El Espíritu Santo descendió, con un fragor imprevisto, sobre ellos y transformó su debilidad en el poder de una maravillosa caridad. Revestidos ahora de vigor, los que no se avergonzaban de huir frente a las amenazas de los perseguidores comenzaron a predicar abiertamente a Cristo. El vigor del Espíritu venció el temor, superó los terrores, las amenazas y las torturas, y a quienes revistió al bajar sobre ellos los adornó con las insignias de una audacia maravillosa para el combate espiritual, hasta tal punto que en medio de los latigazos, de las torturas y de los ultrajes no sólo no temieron, sino que exultaron (Gregorio Magno, Comentario al primer libro de los Reyes, I, 97).

d) Para la vida

Repite a menudo y reza este versículo del cántico:

«Porque el Señor es un Dios que sabe; él es quien pesa las acciones» (v 3c).

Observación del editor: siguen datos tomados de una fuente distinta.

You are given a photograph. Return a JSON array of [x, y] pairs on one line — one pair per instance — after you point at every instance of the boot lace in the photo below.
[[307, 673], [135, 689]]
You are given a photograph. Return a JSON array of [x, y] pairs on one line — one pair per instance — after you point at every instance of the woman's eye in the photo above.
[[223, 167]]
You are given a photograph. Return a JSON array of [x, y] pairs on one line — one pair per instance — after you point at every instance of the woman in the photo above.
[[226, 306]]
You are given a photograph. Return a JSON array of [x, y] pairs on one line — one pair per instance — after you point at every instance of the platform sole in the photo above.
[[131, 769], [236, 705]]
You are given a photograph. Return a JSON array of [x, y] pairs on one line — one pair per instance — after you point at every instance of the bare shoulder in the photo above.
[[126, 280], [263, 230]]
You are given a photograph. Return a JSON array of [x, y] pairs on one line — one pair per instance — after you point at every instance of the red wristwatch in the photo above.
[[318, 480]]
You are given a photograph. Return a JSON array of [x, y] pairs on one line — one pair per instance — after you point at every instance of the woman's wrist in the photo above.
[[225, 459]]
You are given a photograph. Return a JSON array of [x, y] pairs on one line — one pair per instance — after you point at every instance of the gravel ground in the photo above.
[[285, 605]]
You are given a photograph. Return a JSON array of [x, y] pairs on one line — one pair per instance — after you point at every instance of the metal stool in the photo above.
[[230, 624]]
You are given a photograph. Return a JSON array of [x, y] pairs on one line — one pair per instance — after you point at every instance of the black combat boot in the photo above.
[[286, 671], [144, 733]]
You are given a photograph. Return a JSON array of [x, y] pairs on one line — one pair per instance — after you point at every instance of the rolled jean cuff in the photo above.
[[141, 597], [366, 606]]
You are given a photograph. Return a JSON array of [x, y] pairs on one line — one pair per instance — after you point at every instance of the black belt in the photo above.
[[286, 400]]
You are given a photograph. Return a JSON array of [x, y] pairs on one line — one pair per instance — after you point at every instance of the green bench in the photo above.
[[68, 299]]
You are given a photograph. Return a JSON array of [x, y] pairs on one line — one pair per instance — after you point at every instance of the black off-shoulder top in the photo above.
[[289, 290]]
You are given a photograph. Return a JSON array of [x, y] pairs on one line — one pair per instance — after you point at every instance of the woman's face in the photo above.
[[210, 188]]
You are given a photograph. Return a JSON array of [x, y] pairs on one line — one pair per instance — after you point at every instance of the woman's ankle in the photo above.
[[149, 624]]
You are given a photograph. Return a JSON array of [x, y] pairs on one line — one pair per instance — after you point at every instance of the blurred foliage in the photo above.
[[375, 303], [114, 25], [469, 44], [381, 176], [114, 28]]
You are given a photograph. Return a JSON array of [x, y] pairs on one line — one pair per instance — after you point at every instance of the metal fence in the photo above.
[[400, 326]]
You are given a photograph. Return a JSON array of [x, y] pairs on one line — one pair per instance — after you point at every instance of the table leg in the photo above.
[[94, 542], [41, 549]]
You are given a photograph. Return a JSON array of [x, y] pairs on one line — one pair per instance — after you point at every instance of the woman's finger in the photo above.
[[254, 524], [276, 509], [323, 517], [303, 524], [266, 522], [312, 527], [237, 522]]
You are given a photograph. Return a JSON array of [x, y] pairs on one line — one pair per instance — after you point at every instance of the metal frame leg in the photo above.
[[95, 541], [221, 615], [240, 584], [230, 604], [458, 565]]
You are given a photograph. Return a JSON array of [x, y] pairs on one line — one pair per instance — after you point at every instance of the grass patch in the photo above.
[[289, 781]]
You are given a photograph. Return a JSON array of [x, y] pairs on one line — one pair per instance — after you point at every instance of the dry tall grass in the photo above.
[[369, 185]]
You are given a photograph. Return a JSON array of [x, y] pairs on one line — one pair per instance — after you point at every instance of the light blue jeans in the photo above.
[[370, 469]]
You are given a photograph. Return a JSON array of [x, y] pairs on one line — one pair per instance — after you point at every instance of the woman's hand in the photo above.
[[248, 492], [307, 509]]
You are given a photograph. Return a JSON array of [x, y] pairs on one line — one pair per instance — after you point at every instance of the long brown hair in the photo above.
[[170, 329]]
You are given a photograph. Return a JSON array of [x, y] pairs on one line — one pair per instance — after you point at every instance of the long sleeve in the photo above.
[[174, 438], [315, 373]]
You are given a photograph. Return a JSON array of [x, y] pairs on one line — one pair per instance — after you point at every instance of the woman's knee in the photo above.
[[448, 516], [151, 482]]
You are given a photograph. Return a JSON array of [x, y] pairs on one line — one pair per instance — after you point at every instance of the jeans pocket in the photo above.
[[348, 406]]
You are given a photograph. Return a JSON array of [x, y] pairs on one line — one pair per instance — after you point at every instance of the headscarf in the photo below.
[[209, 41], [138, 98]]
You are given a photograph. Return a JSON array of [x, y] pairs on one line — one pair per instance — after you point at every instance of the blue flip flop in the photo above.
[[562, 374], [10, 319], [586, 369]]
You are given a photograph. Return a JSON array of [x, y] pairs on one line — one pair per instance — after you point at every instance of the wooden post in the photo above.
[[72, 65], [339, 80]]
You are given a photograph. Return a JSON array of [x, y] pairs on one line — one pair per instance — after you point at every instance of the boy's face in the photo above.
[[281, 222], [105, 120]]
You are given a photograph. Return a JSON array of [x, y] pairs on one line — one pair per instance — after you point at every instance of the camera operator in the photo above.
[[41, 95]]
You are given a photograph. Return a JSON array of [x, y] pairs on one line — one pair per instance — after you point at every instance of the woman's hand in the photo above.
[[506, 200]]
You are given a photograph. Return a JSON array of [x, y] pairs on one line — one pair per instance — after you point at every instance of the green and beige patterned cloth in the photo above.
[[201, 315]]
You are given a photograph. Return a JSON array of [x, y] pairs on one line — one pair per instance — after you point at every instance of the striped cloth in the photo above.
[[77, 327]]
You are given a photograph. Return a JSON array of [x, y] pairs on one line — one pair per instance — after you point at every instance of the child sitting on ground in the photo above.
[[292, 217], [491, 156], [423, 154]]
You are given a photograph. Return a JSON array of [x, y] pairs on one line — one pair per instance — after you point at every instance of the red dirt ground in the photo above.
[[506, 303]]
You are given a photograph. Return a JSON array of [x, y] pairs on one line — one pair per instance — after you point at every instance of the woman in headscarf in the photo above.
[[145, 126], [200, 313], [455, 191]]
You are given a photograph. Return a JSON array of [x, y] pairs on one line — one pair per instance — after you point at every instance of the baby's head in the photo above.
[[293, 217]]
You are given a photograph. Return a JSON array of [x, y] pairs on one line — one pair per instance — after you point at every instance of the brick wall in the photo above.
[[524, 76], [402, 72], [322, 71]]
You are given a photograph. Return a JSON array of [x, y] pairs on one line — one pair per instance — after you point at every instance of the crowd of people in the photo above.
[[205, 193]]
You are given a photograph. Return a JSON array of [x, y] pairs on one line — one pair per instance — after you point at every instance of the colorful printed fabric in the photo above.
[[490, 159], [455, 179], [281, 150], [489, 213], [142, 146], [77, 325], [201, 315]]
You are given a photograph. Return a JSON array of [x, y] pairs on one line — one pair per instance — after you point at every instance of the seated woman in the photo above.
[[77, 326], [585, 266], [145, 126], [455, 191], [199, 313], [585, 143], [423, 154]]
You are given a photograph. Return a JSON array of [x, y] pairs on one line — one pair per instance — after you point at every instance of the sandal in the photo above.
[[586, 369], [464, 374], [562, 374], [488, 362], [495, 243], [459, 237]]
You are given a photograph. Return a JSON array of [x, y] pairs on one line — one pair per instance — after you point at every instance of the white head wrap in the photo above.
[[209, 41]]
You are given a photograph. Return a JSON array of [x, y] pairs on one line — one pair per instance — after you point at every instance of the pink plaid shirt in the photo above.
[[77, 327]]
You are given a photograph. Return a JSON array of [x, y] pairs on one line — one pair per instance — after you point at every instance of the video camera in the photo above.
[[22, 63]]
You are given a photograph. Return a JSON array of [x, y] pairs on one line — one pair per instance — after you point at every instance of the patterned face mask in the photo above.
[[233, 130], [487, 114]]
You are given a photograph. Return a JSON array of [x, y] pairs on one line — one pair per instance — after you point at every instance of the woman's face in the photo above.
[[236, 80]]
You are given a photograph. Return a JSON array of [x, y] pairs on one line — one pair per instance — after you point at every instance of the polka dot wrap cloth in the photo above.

e) Para la lectura espiritual

Podemos afirmar que con la palabra «pobreza» se define la actitud fundamental del cristiano. El pobre, despojo de sí mismo y de sus intereses personales, es el que está más predispuesto a otorgar a Dios una colaboración incondicionada. Y donde hay mayor «pobreza», también son mayores las esperanzas de que Dios ha de triunfar. Si queremos ir a la raíz de esta misteriosa, paradójica y, a pesar de ello, siempre actual táctica divina, debemos recurrir al apóstol de los gentiles. El nos advierte que Dios, al recurrir a tales medios, menos eficientes desde el punto de vista humano o incluso menos adecuados y escasos -lo débil, lo plebeyo y despreciable del mundo ha escogido Dios; lo que no es»—, se propone resaltar al máximo su omnipotencia y humillar del modo más duro el orgullo humano, su enemigo irreducible. Realizar grandes cosas con grandes medios es algo que puede hacer todo el mundo; realizarlas con medios ínfimos es algo que sólo puede hacer él. Aquellos a los que llama para colaborar en sus designios —y colaborar es también la simple aceptación de un beneficio que nos conceda— deben, antes que nada, creer en él, en la bondad de su obra y en su capacidad para llevarla a cabo. Es evidente, por tanto, que, en estas condiciones, sólo el «pobre» es capaz de colaborar con Dios, sin inmiscuirse en sus planes y renunciando, de una manera incondicional, a sus propios puntos de vista. El, que no tiene ningún credo personal, ningún prestigio personal o derecho que salva-guardar, también es capaz de prestarse, sin reservas y sin peligro de apropiaciones indebidas, a cualquier obra para la que Dios quiera llamarle.

Más aún. El que se considera ya sabio y saciado con su propia ciencia —el frágil tesoro que le mantiene alejado de la categoría de los pobres— no necesita otra cosa, aunque se trate de un bien superior, o de Dios mismo. El mensaje de la salvación, el Evangelio de la cruz, es demasiado paradójico para que un hombre de bien, razonable, una «persona sensata», pueda aceptarlo de una manera incondicional. Según el Evangelio, no se nace pobre, sino se llega a serlo, y pagando el precio de renuncias inauditas. Cuanto más elevado es el servicio al que Dios nos destina, tanto más profundo debe ser el abandono de la criatura (O. da Spinetoli, Maria nella Bibbia, Bolonia 1988, 106-108).